White gli aveva detto che tutte le lettere di pura scritturazione potevano venir trattenute parecchi giorni, anche settimane, senza risposta, e questa facoltà gli aveva alleggerito di molto il lavoro delle prime giornate: ben presto però, aumentando i sospesi, il lavoro ne venne complicato, perché molte lettere appena arrivate trovavano altre dello stesso cliente che attendevano la risposta e Alfonso con la poca attenzione che sapeva dare al suo lavoro e per una memoria renitente ai nomi, non sapeva che ci fossero. Alla sera gli venivano restituite da Sanneo delle lettere con l’annotazione: «E la lettera arrivata precedentemente?

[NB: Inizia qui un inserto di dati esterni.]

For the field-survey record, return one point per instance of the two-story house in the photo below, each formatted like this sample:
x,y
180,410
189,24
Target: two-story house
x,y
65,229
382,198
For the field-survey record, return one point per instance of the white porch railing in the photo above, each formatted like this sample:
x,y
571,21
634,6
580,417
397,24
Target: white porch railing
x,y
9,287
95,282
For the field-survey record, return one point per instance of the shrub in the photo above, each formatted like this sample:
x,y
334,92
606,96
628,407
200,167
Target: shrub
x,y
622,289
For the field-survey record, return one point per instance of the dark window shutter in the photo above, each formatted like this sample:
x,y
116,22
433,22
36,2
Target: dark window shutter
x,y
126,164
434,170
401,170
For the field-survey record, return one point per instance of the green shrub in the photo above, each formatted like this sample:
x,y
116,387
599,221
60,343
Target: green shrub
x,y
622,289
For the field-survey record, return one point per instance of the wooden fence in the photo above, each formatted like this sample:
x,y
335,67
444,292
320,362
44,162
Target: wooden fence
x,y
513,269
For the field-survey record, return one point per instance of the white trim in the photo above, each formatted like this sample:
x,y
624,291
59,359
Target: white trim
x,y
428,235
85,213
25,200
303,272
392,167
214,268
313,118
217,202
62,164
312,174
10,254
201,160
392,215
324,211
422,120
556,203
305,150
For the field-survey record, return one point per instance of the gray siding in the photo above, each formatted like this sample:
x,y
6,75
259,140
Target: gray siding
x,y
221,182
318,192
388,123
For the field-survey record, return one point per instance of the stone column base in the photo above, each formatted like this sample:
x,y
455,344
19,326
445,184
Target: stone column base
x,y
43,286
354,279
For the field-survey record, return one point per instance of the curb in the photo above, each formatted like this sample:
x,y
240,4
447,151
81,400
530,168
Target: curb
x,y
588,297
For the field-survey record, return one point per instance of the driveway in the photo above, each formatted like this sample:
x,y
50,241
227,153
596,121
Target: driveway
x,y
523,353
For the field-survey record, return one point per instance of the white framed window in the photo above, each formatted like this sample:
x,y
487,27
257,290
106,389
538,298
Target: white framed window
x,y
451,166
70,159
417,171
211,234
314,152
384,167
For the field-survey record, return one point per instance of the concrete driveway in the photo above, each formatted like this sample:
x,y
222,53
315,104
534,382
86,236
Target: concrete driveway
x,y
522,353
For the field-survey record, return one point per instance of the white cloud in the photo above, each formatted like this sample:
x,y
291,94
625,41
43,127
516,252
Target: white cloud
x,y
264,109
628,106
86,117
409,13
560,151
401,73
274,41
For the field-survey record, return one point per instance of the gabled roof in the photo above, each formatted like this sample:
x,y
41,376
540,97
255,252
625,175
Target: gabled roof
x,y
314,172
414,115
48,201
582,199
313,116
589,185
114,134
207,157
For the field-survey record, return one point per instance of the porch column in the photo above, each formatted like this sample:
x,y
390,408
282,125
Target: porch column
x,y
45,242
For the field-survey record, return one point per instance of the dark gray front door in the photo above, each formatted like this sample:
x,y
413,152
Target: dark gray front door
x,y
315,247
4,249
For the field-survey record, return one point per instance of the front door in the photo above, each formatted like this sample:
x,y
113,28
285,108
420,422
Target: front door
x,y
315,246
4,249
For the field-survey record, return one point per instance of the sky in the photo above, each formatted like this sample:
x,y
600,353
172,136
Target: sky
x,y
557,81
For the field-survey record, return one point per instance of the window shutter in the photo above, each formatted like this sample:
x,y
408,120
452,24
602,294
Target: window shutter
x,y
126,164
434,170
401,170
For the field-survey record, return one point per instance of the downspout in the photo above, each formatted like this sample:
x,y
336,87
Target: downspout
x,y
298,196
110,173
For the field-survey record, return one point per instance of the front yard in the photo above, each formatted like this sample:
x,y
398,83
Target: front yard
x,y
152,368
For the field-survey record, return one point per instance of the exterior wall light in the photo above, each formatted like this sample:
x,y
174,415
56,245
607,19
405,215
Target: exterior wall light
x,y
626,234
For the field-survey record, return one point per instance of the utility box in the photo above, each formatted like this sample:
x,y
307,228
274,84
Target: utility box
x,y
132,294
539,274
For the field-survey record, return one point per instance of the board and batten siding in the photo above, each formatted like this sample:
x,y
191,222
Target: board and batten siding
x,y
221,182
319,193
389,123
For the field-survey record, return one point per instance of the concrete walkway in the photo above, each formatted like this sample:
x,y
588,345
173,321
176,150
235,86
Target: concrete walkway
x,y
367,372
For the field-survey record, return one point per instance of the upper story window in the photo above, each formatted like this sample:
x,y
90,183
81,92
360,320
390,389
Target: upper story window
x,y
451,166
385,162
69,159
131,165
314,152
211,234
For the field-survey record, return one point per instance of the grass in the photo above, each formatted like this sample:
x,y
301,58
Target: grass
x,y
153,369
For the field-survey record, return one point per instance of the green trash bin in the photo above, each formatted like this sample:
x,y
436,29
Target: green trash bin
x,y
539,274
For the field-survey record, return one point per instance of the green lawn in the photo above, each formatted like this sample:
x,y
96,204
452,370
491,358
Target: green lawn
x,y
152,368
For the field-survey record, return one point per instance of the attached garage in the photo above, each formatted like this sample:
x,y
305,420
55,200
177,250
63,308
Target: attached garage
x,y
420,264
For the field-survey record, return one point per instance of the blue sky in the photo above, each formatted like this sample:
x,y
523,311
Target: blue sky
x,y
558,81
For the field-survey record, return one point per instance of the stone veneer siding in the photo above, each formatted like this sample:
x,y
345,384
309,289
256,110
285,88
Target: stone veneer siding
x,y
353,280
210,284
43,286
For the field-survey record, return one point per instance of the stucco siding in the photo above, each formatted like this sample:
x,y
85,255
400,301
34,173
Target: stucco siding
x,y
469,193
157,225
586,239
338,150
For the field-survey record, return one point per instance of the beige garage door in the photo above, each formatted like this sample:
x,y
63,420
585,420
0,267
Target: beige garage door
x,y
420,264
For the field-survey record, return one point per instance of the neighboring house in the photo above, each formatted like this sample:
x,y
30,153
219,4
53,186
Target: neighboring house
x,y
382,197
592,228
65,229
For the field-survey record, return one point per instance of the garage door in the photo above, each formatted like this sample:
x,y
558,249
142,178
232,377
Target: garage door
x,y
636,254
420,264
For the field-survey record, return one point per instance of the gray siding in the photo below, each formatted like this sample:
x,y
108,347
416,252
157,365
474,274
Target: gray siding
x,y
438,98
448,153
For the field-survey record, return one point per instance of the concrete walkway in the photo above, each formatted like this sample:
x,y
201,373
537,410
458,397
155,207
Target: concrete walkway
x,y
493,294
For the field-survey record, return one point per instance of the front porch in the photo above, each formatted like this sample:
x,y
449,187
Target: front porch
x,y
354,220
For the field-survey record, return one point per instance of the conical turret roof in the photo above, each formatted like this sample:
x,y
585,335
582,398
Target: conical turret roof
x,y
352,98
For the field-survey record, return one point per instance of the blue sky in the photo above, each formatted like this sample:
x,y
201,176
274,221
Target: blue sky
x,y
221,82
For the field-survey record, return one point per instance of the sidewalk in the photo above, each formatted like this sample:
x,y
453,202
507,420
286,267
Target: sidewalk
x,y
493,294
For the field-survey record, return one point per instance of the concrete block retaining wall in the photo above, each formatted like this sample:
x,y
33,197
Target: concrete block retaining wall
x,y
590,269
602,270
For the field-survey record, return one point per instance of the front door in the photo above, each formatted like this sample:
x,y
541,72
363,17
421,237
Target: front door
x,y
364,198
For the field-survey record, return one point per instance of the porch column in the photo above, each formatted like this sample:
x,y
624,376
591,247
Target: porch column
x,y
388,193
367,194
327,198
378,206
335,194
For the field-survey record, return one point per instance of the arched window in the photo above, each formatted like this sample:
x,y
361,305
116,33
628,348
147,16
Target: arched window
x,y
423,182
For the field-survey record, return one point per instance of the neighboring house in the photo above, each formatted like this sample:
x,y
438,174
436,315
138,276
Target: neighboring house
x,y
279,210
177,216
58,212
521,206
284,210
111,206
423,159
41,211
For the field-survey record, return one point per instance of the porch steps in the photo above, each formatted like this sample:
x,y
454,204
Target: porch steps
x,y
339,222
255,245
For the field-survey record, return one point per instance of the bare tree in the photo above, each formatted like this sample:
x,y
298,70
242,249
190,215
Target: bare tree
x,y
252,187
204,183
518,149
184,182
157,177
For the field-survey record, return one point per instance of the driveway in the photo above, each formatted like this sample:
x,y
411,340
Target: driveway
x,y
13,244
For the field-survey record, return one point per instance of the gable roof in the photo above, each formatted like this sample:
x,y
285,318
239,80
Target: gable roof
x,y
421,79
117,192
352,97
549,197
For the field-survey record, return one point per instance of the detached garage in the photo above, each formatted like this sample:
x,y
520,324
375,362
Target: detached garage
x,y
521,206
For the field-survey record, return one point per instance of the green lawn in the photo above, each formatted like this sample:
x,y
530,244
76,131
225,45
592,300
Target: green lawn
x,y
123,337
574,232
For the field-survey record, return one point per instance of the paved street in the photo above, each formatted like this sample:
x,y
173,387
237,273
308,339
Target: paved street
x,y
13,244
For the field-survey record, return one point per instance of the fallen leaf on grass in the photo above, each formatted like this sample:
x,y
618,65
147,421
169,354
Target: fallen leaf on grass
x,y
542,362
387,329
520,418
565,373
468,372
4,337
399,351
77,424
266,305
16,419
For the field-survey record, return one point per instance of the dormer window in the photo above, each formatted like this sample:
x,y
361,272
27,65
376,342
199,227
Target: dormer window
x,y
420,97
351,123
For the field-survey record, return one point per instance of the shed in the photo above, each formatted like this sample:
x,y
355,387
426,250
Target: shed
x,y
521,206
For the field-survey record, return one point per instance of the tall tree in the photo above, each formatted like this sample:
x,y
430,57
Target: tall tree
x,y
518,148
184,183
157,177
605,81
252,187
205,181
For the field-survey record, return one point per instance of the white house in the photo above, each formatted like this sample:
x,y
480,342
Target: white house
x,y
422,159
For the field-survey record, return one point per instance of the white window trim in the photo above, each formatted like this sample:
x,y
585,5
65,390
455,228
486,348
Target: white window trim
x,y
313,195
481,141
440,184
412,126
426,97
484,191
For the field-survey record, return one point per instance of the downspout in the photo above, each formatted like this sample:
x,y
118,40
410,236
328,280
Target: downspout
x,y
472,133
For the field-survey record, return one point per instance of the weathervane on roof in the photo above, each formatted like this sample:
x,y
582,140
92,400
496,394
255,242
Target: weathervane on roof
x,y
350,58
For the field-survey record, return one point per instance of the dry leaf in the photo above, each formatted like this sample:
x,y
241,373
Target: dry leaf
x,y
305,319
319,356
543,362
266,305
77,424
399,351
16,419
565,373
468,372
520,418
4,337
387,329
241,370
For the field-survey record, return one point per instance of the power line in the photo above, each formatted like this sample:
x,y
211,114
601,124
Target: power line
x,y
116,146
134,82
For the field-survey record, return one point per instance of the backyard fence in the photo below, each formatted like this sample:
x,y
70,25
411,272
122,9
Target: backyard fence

N.B. Signor Nitti». Il povero peccatore se ne andava da Sanneo a udire una grande predica sul disordine, la quale non lo migliorava perché non era la buona volontà che gli mancasse, era la capacità; il suo era un difetto organico.

Quando ancora lo spingeva il primo zelo per il nuovo lavoro, la noia era minore. L’attenzione che doveva avere continua, per finire il maggior numero di lettere nel minor tempo possibile, l’intensità stessa del lavoro lo distraeva, lo stancava come se fosse stato lavoro meno meccanico. Ma questo primo zelo non rinasceva che per circostanze indipendenti dalla sua volontà, e il suo lavoro procedeva tanto lento che una buona parte della giornata la passava tra la lettura delle lettere arrivate per cercarvi quelle che poteva mettere da parte e la disamina delle carte che nei giorni precedenti aveva lasciato sul tavolo.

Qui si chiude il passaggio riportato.